Durant la 2ème guerre mondiale, la famille Peltzer libère « Le Fagnou » afin d’y permettre l’organisation d’un camp de vacances pour les enfants de ses employés. A partir de 1941, des enfants juifs y seront cachés, parmi ceux-ci : Georgette Pestenback, Adela Kossakowsky, Louis Pestenback, Michel Fried … Les parents de ce dernier travaillent pour la famille Peltzer à Bruxelles. Michel restera 2 ans et demi à Nivezé. Lorsque les Allemands effectuaient une rafle au petit manoir, ces enfants clandestins s’enfuyaient dans les bois environnants ou allaient se cacher dans les caves de la ferme voisine appartenant à Albert et Germaine Gernay-Hansoulle. En automne 1944, avec l’arrivée des Américains, c’est un hôpital de campagne qui investit les lieux.

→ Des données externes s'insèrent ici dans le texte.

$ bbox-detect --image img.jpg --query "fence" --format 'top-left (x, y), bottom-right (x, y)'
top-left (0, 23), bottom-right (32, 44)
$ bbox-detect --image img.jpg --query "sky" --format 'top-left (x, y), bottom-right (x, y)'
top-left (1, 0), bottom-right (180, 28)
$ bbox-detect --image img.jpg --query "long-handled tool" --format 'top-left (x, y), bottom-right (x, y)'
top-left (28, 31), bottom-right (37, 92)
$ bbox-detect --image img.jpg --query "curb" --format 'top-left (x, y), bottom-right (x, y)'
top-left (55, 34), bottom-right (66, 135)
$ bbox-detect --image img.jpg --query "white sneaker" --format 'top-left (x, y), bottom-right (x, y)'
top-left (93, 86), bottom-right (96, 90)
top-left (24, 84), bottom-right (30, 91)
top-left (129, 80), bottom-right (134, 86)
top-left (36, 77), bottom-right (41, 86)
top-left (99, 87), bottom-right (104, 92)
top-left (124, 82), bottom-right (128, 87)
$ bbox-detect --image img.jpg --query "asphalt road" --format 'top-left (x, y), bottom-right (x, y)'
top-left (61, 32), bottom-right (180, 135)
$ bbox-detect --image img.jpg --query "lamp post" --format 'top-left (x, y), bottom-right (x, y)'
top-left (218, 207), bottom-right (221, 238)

En 1947, Monsieur Georges Tordeur, fondé de pouvoir des usines Simonis à Verviers, rachète le petit manoir. Georges Tordeur est passionné par la chasse ; mais, c’est aussi un artiste, tantôt dessinateur, tantôt sculpteur. En 1966 et 1967, il écrit, en 4 tomes, une histoire, non éditée, intitulée « Chronique de la petite ville ». Il décède, à Verviers, le 4 juillet 1970.

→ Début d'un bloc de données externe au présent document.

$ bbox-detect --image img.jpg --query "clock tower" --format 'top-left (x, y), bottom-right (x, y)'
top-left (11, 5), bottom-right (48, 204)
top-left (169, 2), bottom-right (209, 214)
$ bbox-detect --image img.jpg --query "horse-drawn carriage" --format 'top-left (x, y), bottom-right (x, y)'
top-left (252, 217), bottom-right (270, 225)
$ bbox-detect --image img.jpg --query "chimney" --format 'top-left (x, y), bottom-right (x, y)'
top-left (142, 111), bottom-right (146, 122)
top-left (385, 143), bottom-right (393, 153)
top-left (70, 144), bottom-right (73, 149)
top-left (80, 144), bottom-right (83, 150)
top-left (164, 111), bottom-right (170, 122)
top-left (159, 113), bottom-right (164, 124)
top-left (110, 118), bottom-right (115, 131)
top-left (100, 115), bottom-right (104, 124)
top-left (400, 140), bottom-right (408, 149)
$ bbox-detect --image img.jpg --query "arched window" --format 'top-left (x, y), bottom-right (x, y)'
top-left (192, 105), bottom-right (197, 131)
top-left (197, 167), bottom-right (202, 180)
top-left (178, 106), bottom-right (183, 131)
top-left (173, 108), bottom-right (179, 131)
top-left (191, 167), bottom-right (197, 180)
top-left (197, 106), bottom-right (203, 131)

Sa fille, Madame Christiane Tordeur épouse Erio Stéfani, hérite de la villa ; mais elle ne l’habite pas. La propriété est alors louée à un soit disant diplomate hollandais qui se révèle être plutôt un trafiquant. Un soir, ce personnage tente de fuir précipitamment en emportant une partie du mobilier ; le pillage de la villa échoue grâce à des voisins. Néanmoins, il parvient à s’échapper ; il se fera arrêter quelques jours plus tard en Suisse. En automne 1972, « Le Fagnou » est à vendre. L’époque n’est pas propice aux transactions immobilières, si bien qu’il ne trouve pas acquéreur. La propriété est alors louée pendant plusieurs années à des personnes travaillant aux Communautés Européennes.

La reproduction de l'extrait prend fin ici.